Philanthropy is defined as “the desire to promote the welfare of others, expressed by the generous donation of money to good causes”.
Nowhere does it state that you must have great personal wealth or a large business asset.
The truth is that the only “must” is to give something financially. What philanthropy means to one person can be very different to the next.
That’s why we’re often met with surprised looks when people who turn to our team for advice about giving or legacies - as they are in growing numbers - hear what they intend described as “philanthropy”. But it is.
However much money you would like to give or ring-fence, the significant question for them can often be, would they like to do something in life or death? And it’s one around which discussion has grown amid the UK Government’s heavily debated reforms to Inheritance Tax.
Lifetime gifting might start off as a one-off donation, possibly moving to regular giving through an employer’s Payroll Giving scheme to maximise the amount donated in a tax-efficient manner, with the additional benefit of Gift Aid for the charity.
This can bring income tax relief if you’re a higher-rate taxpayer - and charitable giving can reduce your estate for inheritance tax purposes. Gifts of land, property or shares to a charity are eligible for both capital gains and income tax relief.
Early conversations with solicitors and financial advisors can help establish which gifts would be most effective for you and your chosen charities.
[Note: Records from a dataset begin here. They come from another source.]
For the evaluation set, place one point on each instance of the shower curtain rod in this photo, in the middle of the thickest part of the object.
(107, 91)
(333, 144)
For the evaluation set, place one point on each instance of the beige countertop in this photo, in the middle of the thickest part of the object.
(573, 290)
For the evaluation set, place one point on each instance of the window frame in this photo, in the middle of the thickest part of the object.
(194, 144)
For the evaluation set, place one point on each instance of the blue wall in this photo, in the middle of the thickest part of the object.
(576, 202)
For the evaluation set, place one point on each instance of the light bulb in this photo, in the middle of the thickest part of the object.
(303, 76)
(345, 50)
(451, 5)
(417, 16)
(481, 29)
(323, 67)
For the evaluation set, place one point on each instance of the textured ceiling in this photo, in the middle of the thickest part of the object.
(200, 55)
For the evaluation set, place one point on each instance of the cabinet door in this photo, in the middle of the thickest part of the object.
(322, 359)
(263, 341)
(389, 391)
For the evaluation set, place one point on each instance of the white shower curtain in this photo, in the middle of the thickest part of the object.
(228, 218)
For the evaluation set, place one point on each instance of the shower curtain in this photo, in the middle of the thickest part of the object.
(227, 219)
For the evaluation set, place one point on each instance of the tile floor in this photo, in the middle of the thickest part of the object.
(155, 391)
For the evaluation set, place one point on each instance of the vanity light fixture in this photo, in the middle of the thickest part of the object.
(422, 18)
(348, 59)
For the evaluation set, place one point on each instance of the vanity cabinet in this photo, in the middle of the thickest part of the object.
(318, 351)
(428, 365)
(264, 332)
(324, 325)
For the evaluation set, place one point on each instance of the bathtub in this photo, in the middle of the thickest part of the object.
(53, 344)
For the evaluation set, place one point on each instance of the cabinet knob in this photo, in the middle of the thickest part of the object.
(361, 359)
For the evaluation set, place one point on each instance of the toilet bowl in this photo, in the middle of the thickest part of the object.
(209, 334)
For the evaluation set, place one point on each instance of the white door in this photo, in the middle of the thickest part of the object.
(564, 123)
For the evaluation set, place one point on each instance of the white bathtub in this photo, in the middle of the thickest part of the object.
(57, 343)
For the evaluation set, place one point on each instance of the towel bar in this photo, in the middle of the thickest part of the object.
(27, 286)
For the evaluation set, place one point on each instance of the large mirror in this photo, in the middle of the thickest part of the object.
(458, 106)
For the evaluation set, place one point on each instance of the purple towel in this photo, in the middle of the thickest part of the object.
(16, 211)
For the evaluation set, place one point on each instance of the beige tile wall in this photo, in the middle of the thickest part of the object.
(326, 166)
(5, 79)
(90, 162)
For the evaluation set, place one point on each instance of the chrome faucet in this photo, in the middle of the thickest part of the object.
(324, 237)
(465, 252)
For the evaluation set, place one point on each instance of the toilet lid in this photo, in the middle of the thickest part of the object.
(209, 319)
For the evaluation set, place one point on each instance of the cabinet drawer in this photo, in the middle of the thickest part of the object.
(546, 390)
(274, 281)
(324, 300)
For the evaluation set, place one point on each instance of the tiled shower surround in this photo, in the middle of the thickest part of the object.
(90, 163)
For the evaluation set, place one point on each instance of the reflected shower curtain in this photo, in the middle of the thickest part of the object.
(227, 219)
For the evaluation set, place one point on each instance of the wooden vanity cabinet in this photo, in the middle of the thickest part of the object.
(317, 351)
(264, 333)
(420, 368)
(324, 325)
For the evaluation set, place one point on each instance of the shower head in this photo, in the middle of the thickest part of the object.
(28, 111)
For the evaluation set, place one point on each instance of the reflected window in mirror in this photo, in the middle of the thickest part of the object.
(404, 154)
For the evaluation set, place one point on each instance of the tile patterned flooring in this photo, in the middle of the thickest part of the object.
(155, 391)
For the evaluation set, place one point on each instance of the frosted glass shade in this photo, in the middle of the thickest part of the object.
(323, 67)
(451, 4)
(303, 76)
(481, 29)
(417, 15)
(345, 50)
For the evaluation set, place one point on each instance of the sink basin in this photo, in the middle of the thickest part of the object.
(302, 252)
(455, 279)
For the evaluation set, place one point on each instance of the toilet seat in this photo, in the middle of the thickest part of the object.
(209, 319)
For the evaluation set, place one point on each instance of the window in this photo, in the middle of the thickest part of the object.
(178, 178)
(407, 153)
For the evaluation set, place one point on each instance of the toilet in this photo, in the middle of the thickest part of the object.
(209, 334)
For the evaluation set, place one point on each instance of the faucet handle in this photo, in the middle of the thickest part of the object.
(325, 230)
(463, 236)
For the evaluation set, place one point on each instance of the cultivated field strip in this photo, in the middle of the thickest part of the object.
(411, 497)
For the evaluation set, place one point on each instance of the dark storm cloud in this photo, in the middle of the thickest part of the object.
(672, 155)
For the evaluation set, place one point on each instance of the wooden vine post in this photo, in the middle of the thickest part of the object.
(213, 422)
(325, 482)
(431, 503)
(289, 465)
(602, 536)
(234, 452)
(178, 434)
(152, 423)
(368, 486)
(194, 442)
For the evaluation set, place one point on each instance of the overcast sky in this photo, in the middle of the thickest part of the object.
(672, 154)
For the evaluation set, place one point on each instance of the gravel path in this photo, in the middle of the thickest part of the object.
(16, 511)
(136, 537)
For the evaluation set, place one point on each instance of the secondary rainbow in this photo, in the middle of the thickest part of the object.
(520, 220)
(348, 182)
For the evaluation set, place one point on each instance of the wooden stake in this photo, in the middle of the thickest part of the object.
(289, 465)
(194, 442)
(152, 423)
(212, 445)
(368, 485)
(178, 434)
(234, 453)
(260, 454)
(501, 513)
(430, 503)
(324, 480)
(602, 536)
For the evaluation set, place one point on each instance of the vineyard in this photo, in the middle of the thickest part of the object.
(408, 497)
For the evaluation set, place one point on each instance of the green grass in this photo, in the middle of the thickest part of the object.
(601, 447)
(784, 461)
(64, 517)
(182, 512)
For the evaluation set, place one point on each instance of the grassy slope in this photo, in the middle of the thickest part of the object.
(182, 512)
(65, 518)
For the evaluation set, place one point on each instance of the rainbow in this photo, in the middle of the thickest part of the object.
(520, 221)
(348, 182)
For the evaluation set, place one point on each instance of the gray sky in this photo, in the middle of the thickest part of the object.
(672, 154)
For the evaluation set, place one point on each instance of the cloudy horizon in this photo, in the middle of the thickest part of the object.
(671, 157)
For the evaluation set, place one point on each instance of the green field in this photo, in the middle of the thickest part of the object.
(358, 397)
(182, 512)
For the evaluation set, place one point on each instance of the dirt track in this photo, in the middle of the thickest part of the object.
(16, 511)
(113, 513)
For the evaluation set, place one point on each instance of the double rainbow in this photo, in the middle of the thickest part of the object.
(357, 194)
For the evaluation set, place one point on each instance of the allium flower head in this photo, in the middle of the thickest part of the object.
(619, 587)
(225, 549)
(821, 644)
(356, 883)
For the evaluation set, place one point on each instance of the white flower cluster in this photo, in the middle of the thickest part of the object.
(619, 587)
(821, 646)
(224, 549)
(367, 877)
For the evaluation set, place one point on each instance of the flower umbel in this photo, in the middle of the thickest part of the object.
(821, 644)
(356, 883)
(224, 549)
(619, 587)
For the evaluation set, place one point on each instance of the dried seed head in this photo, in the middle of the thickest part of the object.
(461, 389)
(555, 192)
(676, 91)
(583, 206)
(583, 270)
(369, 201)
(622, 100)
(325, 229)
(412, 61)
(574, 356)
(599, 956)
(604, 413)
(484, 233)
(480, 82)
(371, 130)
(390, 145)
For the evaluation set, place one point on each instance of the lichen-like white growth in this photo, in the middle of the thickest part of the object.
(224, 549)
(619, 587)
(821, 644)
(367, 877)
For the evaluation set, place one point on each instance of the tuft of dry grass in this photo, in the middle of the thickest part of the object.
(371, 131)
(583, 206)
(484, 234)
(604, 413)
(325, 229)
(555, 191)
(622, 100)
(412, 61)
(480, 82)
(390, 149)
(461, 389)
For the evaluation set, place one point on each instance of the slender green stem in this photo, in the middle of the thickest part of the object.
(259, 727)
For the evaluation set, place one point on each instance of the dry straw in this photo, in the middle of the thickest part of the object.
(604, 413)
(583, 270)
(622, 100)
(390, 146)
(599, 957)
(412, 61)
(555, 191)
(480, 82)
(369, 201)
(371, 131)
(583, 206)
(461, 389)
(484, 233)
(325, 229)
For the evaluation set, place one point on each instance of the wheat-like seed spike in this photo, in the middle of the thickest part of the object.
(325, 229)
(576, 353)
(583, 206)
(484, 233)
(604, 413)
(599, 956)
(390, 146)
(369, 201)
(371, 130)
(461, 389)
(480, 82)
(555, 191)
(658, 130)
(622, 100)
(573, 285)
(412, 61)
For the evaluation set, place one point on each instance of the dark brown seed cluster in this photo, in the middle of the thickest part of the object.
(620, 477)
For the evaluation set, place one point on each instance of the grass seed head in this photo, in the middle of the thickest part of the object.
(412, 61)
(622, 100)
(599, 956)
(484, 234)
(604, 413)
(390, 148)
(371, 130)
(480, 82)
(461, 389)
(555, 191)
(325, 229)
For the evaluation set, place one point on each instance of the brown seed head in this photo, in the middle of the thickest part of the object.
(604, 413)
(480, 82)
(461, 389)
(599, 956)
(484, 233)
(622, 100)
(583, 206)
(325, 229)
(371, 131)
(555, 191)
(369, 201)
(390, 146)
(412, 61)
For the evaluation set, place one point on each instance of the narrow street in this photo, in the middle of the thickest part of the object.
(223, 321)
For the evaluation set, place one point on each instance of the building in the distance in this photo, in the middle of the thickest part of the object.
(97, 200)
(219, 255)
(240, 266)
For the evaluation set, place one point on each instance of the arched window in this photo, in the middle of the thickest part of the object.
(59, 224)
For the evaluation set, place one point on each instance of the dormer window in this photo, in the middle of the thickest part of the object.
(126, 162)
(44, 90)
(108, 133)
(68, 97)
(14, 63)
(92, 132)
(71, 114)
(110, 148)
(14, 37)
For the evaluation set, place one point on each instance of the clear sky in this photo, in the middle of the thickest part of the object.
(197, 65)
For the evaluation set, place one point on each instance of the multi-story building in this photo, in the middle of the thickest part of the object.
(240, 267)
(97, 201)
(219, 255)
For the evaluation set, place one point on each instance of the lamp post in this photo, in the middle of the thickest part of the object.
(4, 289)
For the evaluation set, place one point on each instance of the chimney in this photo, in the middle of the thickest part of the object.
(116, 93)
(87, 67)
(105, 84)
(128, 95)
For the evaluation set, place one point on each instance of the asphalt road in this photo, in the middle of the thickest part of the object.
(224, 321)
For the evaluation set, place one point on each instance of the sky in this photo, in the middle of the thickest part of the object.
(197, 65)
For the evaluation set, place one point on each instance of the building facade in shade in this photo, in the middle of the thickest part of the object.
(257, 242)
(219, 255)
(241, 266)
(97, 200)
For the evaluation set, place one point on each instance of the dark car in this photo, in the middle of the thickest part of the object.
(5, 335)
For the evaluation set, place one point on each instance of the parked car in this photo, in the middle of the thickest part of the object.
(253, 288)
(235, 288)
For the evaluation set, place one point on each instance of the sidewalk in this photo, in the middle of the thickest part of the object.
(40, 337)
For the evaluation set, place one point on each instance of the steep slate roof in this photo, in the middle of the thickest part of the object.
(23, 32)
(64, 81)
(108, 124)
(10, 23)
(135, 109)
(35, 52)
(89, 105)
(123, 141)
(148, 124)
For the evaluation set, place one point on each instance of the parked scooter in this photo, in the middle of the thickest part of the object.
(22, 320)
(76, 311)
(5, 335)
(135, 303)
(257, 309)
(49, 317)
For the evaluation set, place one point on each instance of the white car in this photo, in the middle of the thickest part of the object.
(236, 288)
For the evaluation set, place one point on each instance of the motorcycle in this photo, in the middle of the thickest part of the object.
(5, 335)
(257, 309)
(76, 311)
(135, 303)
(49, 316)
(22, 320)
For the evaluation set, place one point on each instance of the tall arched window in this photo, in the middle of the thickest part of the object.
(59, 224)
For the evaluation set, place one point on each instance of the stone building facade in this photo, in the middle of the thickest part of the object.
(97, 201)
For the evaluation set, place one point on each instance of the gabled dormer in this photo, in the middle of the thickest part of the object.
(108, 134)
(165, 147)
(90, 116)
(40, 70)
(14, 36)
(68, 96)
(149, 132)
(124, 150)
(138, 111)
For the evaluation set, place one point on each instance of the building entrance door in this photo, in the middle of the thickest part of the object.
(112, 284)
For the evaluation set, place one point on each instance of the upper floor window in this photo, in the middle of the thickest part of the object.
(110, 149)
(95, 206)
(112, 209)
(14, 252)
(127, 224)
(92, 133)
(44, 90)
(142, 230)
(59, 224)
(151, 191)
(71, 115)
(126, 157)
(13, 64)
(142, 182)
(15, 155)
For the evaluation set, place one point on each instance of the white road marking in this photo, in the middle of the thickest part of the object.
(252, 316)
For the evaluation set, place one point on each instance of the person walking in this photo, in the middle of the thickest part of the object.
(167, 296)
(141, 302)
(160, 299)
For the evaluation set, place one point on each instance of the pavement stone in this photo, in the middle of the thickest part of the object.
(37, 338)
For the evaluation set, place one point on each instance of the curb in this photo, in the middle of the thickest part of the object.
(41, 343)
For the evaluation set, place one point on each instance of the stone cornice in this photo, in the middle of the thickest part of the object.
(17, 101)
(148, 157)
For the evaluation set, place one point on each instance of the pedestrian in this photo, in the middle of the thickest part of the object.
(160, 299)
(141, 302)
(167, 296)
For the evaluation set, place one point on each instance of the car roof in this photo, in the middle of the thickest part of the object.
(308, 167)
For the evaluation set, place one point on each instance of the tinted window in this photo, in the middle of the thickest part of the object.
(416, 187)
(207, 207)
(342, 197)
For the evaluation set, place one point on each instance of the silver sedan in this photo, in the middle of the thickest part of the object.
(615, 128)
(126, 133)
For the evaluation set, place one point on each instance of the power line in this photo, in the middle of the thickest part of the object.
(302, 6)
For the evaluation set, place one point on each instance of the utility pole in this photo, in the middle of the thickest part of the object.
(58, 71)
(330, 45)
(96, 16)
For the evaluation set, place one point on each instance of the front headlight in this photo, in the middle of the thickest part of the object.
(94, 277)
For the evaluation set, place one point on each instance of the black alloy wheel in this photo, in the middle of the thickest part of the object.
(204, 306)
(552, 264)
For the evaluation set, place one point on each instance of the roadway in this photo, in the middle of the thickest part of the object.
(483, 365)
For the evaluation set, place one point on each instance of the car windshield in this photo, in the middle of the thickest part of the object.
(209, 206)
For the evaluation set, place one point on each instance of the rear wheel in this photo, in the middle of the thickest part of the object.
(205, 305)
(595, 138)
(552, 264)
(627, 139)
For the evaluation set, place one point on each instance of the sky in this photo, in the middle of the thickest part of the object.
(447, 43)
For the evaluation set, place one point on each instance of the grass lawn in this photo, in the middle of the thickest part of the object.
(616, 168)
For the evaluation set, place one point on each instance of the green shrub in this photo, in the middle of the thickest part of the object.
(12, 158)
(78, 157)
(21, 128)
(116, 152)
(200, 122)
If thinking about larger-scale donations and more sustained giving, it’s possible to set up your own charity or family foundation.
Here too, there can be tax benefits. You may also want the enjoyment of being engaged with particular causes, perhaps also involving other members of your family.
This can also be done through a Donor Advised Fund (DAF). This lesser-known alternative to establishing your own charity essentially hands over operations - with the operation defined by you - to a third-party who removes the legal and regulative responsibilities of running a charity from you. These are often via the likes of community foundations.
An alternative to lifetime giving is to do so in your Will.
You can leave a fixed amount, specific assets or the residue of your estate to one or more charities. Your legacy or bequest will either be taken off the value of your estate before inheritance is calculated or reduce your inheritance tax rate if 10% or more of your net estate is left to charity.
For most charities, the ideal legacy will be one without conditions. Any, though, should be well drafted, with the charity clearly defined, along with clauses should they merge or cease to exist.
By consulting with your chosen charity (or charities) when making your Will, you can discuss with them the best way to receive your legacy, helping them budget for the future too,
Your own tax considerations may also drive your decision, and whatever you do, a well-drafted Will is essential.
Everyone’s journey of giving is different. Experiences - often through health or personal connections - shape that. It’s important, though, not to dismiss philanthropy as being for the super-rich. It’s surprising who our philanthropists actually are.